Separate Presentation from Content – The Web

Back in the day (i.e. the 1990’s) I managed a web site for an educational institution here in the United States. When you do that you of course have all of the usual concerns about having as good design, gathering and presenting all of the information needed by all of your audiences, and so on. But one thing that people don’t always think about is accessibility. In the U.S. there is a law called the Americans with Disabilities Act that says that any organization that receives federal funds must make its facilities accessible. Now I personally would have wanted the site accessible even without a law, but as a practical matter it really helps to have a law when you are dealing with your own executive leadership who might question why you are putting so much effort into something that does not seem apparent when you look at the site.
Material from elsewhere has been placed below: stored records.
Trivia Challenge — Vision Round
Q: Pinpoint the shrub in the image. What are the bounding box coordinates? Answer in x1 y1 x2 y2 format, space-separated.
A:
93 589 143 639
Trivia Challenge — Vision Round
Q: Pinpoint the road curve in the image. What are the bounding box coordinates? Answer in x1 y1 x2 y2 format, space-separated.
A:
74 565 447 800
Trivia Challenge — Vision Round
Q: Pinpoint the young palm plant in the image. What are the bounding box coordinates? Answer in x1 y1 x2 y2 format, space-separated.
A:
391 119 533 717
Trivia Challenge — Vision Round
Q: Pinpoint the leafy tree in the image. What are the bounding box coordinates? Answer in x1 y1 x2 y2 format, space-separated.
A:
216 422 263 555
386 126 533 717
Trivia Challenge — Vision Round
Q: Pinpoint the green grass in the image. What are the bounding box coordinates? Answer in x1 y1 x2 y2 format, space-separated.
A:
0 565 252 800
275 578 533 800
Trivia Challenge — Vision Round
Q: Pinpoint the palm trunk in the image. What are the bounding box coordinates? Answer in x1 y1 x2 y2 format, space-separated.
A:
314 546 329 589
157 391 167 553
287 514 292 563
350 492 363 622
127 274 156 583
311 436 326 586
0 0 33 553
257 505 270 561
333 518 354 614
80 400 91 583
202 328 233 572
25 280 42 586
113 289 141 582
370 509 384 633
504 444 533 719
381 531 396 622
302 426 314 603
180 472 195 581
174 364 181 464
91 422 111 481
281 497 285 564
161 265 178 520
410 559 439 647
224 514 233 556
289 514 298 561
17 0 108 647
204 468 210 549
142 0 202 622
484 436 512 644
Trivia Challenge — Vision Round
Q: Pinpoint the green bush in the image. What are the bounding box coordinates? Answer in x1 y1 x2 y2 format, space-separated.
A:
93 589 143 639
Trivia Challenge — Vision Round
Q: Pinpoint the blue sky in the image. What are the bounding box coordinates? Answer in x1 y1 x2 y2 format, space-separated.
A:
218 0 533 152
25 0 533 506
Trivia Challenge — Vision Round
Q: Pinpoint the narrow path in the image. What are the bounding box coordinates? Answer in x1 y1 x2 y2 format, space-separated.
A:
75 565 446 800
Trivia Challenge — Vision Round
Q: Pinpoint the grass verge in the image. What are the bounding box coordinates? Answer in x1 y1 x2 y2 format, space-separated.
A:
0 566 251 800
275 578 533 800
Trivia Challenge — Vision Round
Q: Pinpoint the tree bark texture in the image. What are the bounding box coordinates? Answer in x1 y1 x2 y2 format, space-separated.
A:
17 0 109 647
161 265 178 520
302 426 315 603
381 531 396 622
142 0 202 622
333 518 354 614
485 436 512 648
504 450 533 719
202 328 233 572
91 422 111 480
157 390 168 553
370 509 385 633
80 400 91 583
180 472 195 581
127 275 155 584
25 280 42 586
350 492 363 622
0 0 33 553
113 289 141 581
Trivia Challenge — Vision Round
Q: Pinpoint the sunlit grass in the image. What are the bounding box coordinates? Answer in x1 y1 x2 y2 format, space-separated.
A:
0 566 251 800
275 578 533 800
Achieving accessibility required investigation and learning some things. And one of the most profound things I learned had to do with the separation of presentation from  content. What this means is that the actual information you are presenting should be independent of the way the information is presented. In the simplest case, this means that a poem should have the same meaning whether it is typed out or hand-written. And when I say it that way you might respond “Well of course, what difference does that make?” And yet, there is an issue here which anyone trained in graphic design would see right away. We use visual cues all of the time to signal something about the meaning of text. For instance, the book I am reading right now has chapters. How do I know when a new chapter occurs? Well, the previous chapter tends to end with the text not filling the page, that is clue number one. So when I see a page with text only going half-way down, and all of the rest of the page blank, I infer that the chapter is ending, and I would anticipate a new chapter beginning on the next page. And if that next page has a line at the top that is separated from the rest of the text, is in a larger font, and is in a bold font, that will confirm that a new chapter has begun. And within the chapters this particular book (right now I am reading Don Tapscott’s book Wikinomics) there are sub-sections, but they are clearly marked by separate lines, bold fonts, etc. This is an example of a visual language that is communicating information that is not in the raw text. Another example of this is the use of italics to provide a sense of emphasis to a word or phrase within a piece of text. In my teaching days I used to point out that italics were an author’s way of saying “Pay attention, this is important!” And again the point is that this is actual information that is being communicated not through the raw text itself, but through the presentation of the text.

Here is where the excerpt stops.